Quase 40 anos após a explosão do reator 4 da Usina Nuclear de Chernobyl, um dos lugares mais radioativos do planeta abriga um dos seres vivos mais enigmáticos já observados pela ciência: um fungo negro capaz de prosperar em ambientes letais para qualquer outro organismo complexo.
O Cladosporium sphaerospermum, encontrado aderido às paredes internas do prédio mais contaminado da zona de exclusão, não apenas sobrevive à radiação ionizante — ele cresce melhor quando é exposto a ela. A descoberta, que parece saída de ficção científica, foi feita ainda nos anos 1990, mas continua intrigando especialistas em todo o mundo.

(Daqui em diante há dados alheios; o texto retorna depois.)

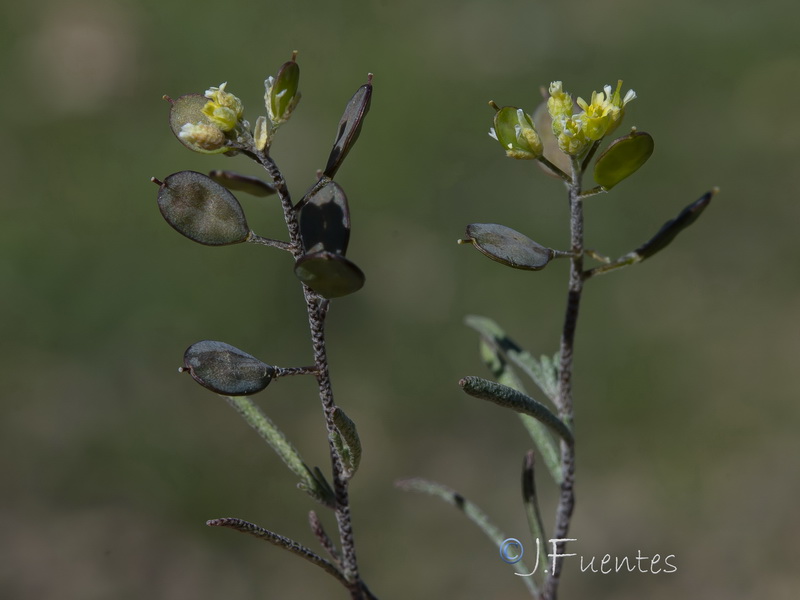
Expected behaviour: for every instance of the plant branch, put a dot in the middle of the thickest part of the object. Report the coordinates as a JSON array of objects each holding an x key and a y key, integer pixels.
[
  {"x": 566, "y": 501},
  {"x": 280, "y": 541}
]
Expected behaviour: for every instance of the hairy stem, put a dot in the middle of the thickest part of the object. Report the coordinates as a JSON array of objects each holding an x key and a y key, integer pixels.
[
  {"x": 317, "y": 309},
  {"x": 566, "y": 501}
]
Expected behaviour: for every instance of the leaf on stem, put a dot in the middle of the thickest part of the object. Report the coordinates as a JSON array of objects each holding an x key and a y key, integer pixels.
[
  {"x": 201, "y": 209},
  {"x": 507, "y": 246},
  {"x": 243, "y": 183},
  {"x": 623, "y": 158},
  {"x": 325, "y": 220},
  {"x": 280, "y": 541},
  {"x": 349, "y": 127},
  {"x": 347, "y": 442},
  {"x": 502, "y": 395},
  {"x": 539, "y": 433},
  {"x": 225, "y": 369}
]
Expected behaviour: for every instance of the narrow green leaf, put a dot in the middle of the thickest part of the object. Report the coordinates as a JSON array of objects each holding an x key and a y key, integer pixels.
[
  {"x": 539, "y": 433},
  {"x": 623, "y": 158},
  {"x": 502, "y": 395},
  {"x": 673, "y": 227},
  {"x": 473, "y": 513},
  {"x": 280, "y": 541},
  {"x": 276, "y": 440},
  {"x": 347, "y": 442}
]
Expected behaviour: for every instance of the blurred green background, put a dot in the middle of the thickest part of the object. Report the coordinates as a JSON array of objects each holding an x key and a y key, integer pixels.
[{"x": 686, "y": 391}]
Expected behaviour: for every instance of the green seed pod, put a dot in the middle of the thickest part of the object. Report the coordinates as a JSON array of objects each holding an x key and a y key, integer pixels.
[
  {"x": 330, "y": 275},
  {"x": 226, "y": 370},
  {"x": 193, "y": 128},
  {"x": 623, "y": 158},
  {"x": 507, "y": 246},
  {"x": 325, "y": 220},
  {"x": 673, "y": 227},
  {"x": 202, "y": 210}
]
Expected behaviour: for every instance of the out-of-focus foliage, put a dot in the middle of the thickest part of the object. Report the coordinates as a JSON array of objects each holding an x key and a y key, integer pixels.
[{"x": 111, "y": 461}]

A microbiologista ucraniana Nelli Zhdanova, da Academia Nacional de Ciências da Ucrânia, liderou em 1997 a primeira expedição científica ao abrigo do reator destruído. O objetivo era simples: descobrir se alguma forma de vida havia resistido ao desastre nuclear.
O resultado surpreendeu: foram encontrados 37 espécies de fungos, muitos deles completamente negros e ricos em melanina.
Entre eles, um dominava todas as amostras — o C. sphaerospermum — e apresentava os maiores níveis de contaminação radioativa. Mais impressionante: o fungo parecia crescer voltado para as fontes de radiação, como plantas que se inclinam em direção à luz.

A teoria da “radiossíntese”
Em 2007, a radiobióloga Ekaterina Dadachova, do Albert Einstein College of Medicine (EUA), realizou o experimento que mudaria a compreensão sobre o fungo. Ao expor o C. sphaerospermum a césio radioativo, constatou que ele cresceu 10% mais rápido.
A cientista propôs então um mecanismo inédito, chamado radiossíntese — uma espécie de “fotossíntese nuclear”.
A melanina, responsável pela cor escura do fungo, seria o “painel energético”, capaz de capturar radiação, transformar sua estrutura química e, possivelmente, converter parte dessa energia para o metabolismo do organismo.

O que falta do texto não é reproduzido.